Battery life is sadly where the Avita Liber V falls down, not achieving anywhere close to the 10-hour potential it advertises itself to possess. We’ve seen similar issues with the Avita Liber 14 and the Avita Admiror, so this may be a problem that Avita needs to address across its entire product range.

The Laptop managed just over four and a half hours in the PCMark battery test that simulates a normal working day, and just over five hours in the TechRadar looped movie test. If you’re looking for a device that can last all day away from a power source then we wouldn’t recommend any of the current Avita range to you because of the pattern we’re seeing.

Your mileage will depend on what you use the laptop for, but for a laptop to achieve less than half its potential battery life is pretty inexcusable, even for a budget-friendly machine. You don’t get rapid charging on the Avita Liber V either, meaning if you do need to work remotely you’ll be stuck by a wall socket for a while waiting for ample charge.

(Image credit: Future)

Buy it if…

You need a cheap Windows Laptop
It won’t be winning any ‘best of’ awards, but the Avita Liber V is perfectly fine for web browsing, emailing and general day to day use.

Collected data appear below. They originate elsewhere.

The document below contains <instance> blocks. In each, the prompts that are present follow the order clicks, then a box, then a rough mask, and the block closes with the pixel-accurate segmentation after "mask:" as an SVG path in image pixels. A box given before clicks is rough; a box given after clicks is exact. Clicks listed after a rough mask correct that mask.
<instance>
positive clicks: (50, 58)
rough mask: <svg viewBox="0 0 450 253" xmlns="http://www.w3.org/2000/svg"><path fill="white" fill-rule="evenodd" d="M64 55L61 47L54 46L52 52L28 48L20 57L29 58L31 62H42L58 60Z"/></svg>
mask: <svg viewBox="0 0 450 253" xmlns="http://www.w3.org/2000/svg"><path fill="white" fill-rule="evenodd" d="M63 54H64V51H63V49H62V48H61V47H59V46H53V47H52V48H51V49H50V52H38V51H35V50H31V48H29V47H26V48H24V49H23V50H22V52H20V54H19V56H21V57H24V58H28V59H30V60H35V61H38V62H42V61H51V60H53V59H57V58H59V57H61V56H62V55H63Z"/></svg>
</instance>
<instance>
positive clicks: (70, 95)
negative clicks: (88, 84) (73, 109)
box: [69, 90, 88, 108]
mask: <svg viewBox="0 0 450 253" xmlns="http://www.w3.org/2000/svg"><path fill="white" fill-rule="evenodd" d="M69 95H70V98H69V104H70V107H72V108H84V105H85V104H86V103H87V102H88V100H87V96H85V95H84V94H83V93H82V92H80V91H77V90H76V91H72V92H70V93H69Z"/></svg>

You struggle to open other laptops
The notched edge on the lid makes opening this device really easy, so this is a great option for anyone who needs the extra surface to grip onto.

You need something simple and professional
The Liber V manages to flex its unique style without appearing outlandish, and every design aspect is practical.

Don’t buy it if…

You want a gaming laptop
You’ll get away with Stardew Valley or even older titles like Skyrim, but we would recommend investing in a laptop with a dedicated GPU if you’re going to play games.

You need to work remotely
The battery life of the Avita Liber V makes it a poor choice for anyone looking to use the laptop on the go.

You’re not tied to a small budget
Its perfect fine for the price, but you’ll get far more powerful machines if you can splash some extra cash.